Our debate over the best trout flies took up three sessions of about an hour and fifteen minutes each before never reaching an agreement. It’s an opinion about what should about understanding trout, their broad palette of prey, and the aquatic bugs that sustain them year-round.
Is there universality?
We finally did agree on a shortened list of names that, when tied with hands from around the world, could easily be unidentifiable one to another. For example, a Woolly Bugger “looking fly” as tied by a Russian guide in Kamchatka with an unpronounceable name and tied by him never fails to raise a steelhead trout is not the same bugger [almost] as tied by a Slovenian guide fishing a gin-clear alpine and freestone river tributary of the famed Soca River. So, when we agreed on the classic Woolly Bugger [as well as many other traditional flies] as invented by Pennsylvania’s Russell Blessing in the early 1970′s, it is with the understanding that variants hold sway.

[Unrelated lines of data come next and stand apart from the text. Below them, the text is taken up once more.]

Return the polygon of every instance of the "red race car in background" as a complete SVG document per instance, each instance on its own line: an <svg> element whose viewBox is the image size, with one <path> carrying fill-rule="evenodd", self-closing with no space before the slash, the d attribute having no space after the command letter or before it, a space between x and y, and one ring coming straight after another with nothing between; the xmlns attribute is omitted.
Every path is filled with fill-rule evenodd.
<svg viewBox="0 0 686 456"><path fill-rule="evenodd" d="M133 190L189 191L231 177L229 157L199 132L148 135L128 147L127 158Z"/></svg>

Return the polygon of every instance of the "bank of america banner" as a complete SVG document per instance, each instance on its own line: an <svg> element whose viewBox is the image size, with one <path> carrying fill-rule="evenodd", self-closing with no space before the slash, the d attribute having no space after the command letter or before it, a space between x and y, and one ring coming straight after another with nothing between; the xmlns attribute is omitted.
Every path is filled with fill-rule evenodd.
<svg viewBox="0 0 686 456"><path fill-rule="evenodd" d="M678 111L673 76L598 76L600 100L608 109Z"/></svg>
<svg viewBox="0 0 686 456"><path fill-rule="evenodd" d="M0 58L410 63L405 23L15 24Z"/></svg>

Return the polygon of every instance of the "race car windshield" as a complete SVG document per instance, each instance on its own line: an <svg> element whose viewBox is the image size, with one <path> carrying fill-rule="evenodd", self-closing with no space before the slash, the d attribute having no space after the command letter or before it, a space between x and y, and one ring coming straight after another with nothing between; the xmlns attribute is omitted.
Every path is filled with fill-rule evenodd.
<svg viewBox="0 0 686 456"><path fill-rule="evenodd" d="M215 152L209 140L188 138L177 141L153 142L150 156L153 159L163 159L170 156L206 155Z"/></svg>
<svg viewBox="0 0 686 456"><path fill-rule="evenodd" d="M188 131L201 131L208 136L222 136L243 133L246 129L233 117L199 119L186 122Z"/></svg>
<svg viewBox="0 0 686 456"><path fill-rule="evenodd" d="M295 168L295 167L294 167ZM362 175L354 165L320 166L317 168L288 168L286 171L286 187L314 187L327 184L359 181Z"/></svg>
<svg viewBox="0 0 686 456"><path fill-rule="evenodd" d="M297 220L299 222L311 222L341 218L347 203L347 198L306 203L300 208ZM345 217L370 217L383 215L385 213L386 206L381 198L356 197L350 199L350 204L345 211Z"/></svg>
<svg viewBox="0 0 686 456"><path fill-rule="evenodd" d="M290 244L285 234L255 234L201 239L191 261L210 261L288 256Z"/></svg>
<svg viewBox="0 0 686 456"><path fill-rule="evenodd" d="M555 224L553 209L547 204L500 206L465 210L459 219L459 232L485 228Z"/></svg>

It’s all about Ephemeroptera
Flies generic names found in the classification Ephemeroptera are in eight categories that you should learn to identify. It covers ALL aquatic insects that will be relevant to your fly fishing for trout.
• Midge Patterns
• Mayfly Patterns
• Caddis Patterns
• Stonefly Patterns
• Terrestrial Patterns
• Scuds & Sowbugs
• Annelids (Worms)
• Damselflies, Dragonflies and Water boatman
Identify the Bug and The Stage
The first step in improving our fly fishing is understanding basic entomology. It not that difficult – we need to be able to identify what we’re looking at.